Silverlight Pronunciation Test





5.00/5 (12 votes)
How to create a pronunciation test tool using Silverlight and Python
Table of Contents
- Introduction
- System Requirements
- User Interface
- Playing Sample Voice
- Recording The User's Voice
- Uploading User's Voice File To Server
- Extracting Pitch Contour
- Extracting Wave Form
- Displaying Pitch Contour
- Displaying Wave Form
- Calculating Score
- Displaying Score
- Final Considerations
- History
Introduction
The reason for this article and the application accompanying it is an idea of an automated pronunciation test I've been flirting with for a few months now. Due to the difficulties found and some frustration, I thought giving it up three or four times, but in the end the inner "never give up" voice had the upper hand and eventually won. Fortunately, I ended up with a solution, which I admit is not perfect and one that got far away from my initial "development track". But this is how it often goes when you find difficulties, you embrace whatever tools that work for you.

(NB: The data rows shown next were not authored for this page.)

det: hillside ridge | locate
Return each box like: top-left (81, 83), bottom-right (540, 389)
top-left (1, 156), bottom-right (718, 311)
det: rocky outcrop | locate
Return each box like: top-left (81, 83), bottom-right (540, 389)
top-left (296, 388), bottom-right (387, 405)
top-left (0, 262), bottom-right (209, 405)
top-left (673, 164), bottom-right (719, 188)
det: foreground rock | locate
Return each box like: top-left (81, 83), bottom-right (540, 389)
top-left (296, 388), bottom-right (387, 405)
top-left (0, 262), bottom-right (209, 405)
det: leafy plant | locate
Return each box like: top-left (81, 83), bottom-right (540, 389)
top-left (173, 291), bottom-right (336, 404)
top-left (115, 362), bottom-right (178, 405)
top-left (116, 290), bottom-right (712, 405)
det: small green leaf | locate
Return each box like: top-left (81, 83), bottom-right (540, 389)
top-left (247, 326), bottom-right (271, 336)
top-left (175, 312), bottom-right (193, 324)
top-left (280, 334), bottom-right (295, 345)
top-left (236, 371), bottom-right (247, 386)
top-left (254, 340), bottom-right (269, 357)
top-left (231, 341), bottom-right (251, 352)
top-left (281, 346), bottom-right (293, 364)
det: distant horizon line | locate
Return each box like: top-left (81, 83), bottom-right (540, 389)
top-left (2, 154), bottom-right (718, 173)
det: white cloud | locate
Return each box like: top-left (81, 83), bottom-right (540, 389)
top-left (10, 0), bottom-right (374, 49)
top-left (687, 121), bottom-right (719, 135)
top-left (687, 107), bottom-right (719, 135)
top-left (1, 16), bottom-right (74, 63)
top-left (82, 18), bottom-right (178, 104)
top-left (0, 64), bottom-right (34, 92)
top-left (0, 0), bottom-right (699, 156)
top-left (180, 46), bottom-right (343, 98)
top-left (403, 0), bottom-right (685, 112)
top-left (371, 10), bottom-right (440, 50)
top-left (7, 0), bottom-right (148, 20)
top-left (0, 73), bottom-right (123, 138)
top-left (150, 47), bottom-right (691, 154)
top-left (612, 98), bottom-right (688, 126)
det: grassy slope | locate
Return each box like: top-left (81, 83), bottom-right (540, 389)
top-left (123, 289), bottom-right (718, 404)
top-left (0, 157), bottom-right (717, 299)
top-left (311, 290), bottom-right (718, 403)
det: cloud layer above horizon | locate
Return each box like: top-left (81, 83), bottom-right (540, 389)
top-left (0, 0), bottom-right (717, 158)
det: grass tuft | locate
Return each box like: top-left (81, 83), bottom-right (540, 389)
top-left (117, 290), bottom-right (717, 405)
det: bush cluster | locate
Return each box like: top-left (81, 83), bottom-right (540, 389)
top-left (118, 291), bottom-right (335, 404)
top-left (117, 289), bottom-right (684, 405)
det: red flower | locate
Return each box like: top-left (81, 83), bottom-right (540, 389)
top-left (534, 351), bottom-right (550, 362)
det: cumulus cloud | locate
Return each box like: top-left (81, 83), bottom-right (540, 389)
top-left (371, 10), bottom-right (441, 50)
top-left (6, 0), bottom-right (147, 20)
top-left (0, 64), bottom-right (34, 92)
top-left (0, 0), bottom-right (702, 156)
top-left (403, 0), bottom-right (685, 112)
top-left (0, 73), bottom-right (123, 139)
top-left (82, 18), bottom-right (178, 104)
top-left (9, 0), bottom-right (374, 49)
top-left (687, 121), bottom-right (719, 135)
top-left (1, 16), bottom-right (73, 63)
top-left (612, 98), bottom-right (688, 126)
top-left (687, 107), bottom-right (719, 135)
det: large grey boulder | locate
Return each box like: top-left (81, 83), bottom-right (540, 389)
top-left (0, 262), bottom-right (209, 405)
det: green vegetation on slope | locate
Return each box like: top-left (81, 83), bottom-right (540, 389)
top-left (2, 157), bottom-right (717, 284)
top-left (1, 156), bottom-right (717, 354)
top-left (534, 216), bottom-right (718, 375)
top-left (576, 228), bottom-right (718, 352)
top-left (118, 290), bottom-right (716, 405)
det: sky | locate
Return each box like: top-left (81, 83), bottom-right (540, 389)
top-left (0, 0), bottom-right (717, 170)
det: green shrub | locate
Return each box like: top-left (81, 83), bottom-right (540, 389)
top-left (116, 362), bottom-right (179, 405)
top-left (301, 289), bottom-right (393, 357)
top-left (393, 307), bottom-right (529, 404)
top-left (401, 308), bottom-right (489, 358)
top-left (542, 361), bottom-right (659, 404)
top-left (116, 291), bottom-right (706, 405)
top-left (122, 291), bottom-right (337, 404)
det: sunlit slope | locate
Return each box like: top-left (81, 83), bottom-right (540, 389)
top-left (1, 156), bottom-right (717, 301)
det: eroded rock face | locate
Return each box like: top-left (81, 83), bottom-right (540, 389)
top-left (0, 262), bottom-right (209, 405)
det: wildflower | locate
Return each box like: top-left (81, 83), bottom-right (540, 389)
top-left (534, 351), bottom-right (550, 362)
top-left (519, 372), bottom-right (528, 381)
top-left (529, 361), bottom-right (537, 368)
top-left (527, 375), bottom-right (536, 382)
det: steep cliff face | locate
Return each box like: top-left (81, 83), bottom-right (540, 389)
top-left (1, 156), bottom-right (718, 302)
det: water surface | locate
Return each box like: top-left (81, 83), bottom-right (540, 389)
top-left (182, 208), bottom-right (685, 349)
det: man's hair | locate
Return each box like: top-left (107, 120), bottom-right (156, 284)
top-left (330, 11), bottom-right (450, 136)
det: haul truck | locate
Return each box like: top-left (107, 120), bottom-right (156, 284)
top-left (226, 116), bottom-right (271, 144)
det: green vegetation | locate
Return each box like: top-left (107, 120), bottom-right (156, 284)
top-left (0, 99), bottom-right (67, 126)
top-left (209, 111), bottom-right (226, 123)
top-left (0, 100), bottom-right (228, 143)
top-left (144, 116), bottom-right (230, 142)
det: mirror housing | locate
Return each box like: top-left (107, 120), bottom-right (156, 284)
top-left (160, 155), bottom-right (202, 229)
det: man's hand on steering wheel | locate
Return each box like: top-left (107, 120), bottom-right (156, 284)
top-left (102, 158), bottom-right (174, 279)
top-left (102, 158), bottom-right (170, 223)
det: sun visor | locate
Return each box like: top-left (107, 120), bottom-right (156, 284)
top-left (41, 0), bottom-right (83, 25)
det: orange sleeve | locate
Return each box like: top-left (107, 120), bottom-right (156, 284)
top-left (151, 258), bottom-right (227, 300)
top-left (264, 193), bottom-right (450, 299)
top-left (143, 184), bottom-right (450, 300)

The first problem was to find code or component to generate the so-called "pitch contour" for the analysis. The pitch contour is the melody that follows human voice, more technically the fluctuation in frequency that accompanies voice. I tried hard to find that magical "open source .Net code" which included the pitch contour calculation, searching the internet, but with no success. I found some open source solutions, but sadly they're not written in .Net code (mostly in C++/Python). Sadly, too, I'm not expert in C++ or Python, plus the code is too large to be ported. Also, I'm not expert in the mathematical algorithms (such as Fast Fourier Transform) which are needed for creating a new library from scratch. So I ended up with a "collaboration" between server-side c# program and a console python application. Not particularly pretty, since I initally planned an all-client-side, managed code, but it works and that's what matters. I hope some code hero in the .Net community come up with a more elegant solution fot that.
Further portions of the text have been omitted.